Ljerke is a live project that uses the Frisian landscape for inspiration. With artists from the Netherlands (Romke Kleefstra, Jan Kleefstra, Sytze Pruiksma and video artist Marco Douma) and Norway (Alexander Rishaug, Hilde Marie Holsen and Michael Duch), as well as Icelandic video artist Haraldur Karlsson, the international collaboration is a behemoth when it comes to numbers, but musically, the result is a constricted sound full of cold design and blackened sunshine.
The project has been daubed with poetry, spoken word and film, and in the live and improvised music, slightly ominous textures and frigid electronics gather for midnight communion. Some tracks, like ‘Waarbekkasin’, move from dissonance to light. The darkened air slowly clears, moving from a swirling, smoky aftermath to something brighter.
The music itself is an eerie whisper, gracing the tips of protruding cliffs and passing over the final stretch of the North Sea; dislocated, skittering sounds, lightly salted by an even lighter, abrasive kind of grit, pass from one side to the other, becoming stronger with every passing second.
It’s an off-road, shadow-fuelled experience, but it’s never too dissonant or jarring. There’s a harmonious side to the music as a bleak light occasionally glints through it; in tune with an out-of-tune environment. Its stark, experimental flavour makes for honest music.

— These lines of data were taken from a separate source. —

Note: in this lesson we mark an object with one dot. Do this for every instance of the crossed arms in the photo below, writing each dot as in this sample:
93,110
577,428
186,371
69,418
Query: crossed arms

A rough texture pervades the album and grates against the skin, like the chilled bark of a tree’s manifesting skeleton. This far north, bones are quick to freeze, thanks in part to the whipped assault of a raw sea wind. This is an authentic album with plenty of body as well as a pretty decent punch. Actually, the heaving, lengthy and rumbling drones are reminiscent of the decibel-shredding Sunn O))), replacing an overdosed distortion spikier than Sonic the Hedgehog with a titanic, thick and dark cello that somehow matches the overdrive for sheer intensity and even beats it when it comes to natural flow. Ljerke provide music for the shadows.